O Presidente timorense, José Ramos-Horta defendeu ontem que as empresas portuguesas podem usar Timor-Leste como ‘armazém’ para reexportarem para o sudeste asiático em áreas como as conservas, o calçado ou têxteis
Em
entrevista à agência Lusa em Díli a propósito dos 25 anos do referendo que
levou à independência de Timor-Leste, que se assinalam em 30 de agosto, o chefe
de Estado timorense defendeu que o sudeste asiático é o melhor mercado para as
empresas portuguesas que têm interesse em expandir-se.
“O
mercado é este, do sudeste asiático, com quase 700 milhões de pessoas, dos
quais cerca de 200 milhões são já de classe média, com [rendimento] ‘per
capita’ mais elevado, com gostos mais refinados”, disse. “Se eu fosse um
empresário timorense ou português, fazia de Timor-Leste um armazém de conservas
portuguesas porque o asiático gosta muito de conservas” e “a conserva
portuguesa é a melhor do mundo”.
Para
José Ramos-Horta, há ainda outras áreas em que os empresários portugueses podem
fazer a diferença, como o calçado ou confeção têxtil. “Há quase 30 anos conheci
um senhor guineense, casado com uma timorense, ele vendia sapatos portugueses
em casa. Hoje já tem lojas em toda a Austrália a vender calçado português”,
exemplificou.
O
Presidente defendeu que Timor-Leste “pode ser um armazém como Singapura” que
“reexporta tudo o que vem da Europa, do resto do mundo para a Ásia e
vice-versa”. Ramos-Horta deu ainda outro exemplo de sucesso dos produtos
portugueses na região referindo que os vizinhos de Timor ocidental, a parte
indonésia da ilha, atravessam muitas vezes a fronteira “para virem comprar
vinho português a Timor-Leste”.
O
país asiático lusófono podia ainda ser “um ‘hub’ para indústria
farmacêutica portuguesa”, defendeu. No entanto, para promover este tipo de
investimento, o chefe de Estado considerou que os governos timorense e
português devem fazer “acordos mais concretos, comerciais, mas com fortes
apoios dos bancos portugueses, do banco central português e timorense”.
É
preciso que a nível político haja “incentivos a esses empresários para se
estabelecerem em Timor”, em vez de andarem “a fazer juras de amor eterno”, como
é comum na Comunidade dos Países de Língua Portuguesa (CPLP).
Segundo
o relatório semestral das perspetivas económicas do Banco Mundial, divulgado
esta semana, a economia de Timor-Leste deverá acelerar para uma média de 3,7%
no período 2024-2026.
Este
ano, manteve a trajetória de crescimento próximo dos 3%, mas a um ritmo mais
lento devido à baixa execução orçamental, que foi de apenas 25% do Orçamento do
Estado e 6% do orçamento de Capital e Desenvolvimento até Maio. “São
necessárias taxas de execução substancialmente mais elevadas para alcançar
níveis mais elevados de crescimento económico”, alertou o Banco Mundial.

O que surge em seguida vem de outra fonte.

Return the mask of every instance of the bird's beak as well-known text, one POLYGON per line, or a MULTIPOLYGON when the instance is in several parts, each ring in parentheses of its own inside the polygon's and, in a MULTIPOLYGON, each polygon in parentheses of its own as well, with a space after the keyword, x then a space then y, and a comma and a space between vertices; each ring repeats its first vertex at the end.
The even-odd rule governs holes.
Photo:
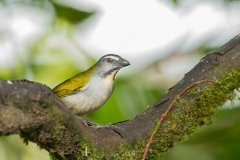
POLYGON ((117 65, 118 65, 119 67, 125 67, 125 66, 130 65, 130 63, 129 63, 127 60, 125 60, 125 59, 122 58, 122 59, 117 63, 117 65))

Má nutrição resulta da pobreza, cultura e educação
José
Ramos-Horta disse ontem que a má nutrição no país está relacionada com a
pobreza, com a cultura e a educação e que esta é a sua principal bandeira
porque as crianças são o futuro. O problema da má nutrição está relacionado com
a “pobreza, mas também com a questão cultural e educacional”, explicou o chefe
de Estado timorense.
Dados
do Programa Alimentar Mundial (PAM) indicam que cerca de 360.000 pessoas em
Timor-Leste, com 1,3 milhões de habitantes, enfrentam níveis críticos de
insegurança alimentar.
O
Banco Mundial recomendou recentemente a Timor-Leste que aumente o investimento
para reduzir a fome, a subnutrição e o atraso no crescimento infantil para
melhorar o capital humano do país e consequente desenvolvimento económico. “Há
muitas famílias com muitos animais domésticos, gado bovino, centenas de
búfalos, de cabritos, porcos. Uma família mais educada, mais sensível planearia
para dar de comer às crianças, à casa, regularmente com o que tem, mas muitos
não o fazem”, disse José Ramos-Horta.
Por
outro lado, segundo o prémio Nobel da Paz, “matam cinco ou 10 búfalos num
casamento ou num funeral e depois passam meses sem comer um bocado de carne”.
José
Ramos-Horta explicou que também há desconhecimento sobre nutrição e que no
tempo da ocupação indonésia criaram o hábito de comer arroz, que é menos
nutritivo que o milho, e as massas de 0,25 dólares que é só misturar água. O
Presidente lamentou também a falta de água potável para a população e de
condições de higiene. “Tudo isso leva a problemas de infeções nos intestinos e
estômago”, disse.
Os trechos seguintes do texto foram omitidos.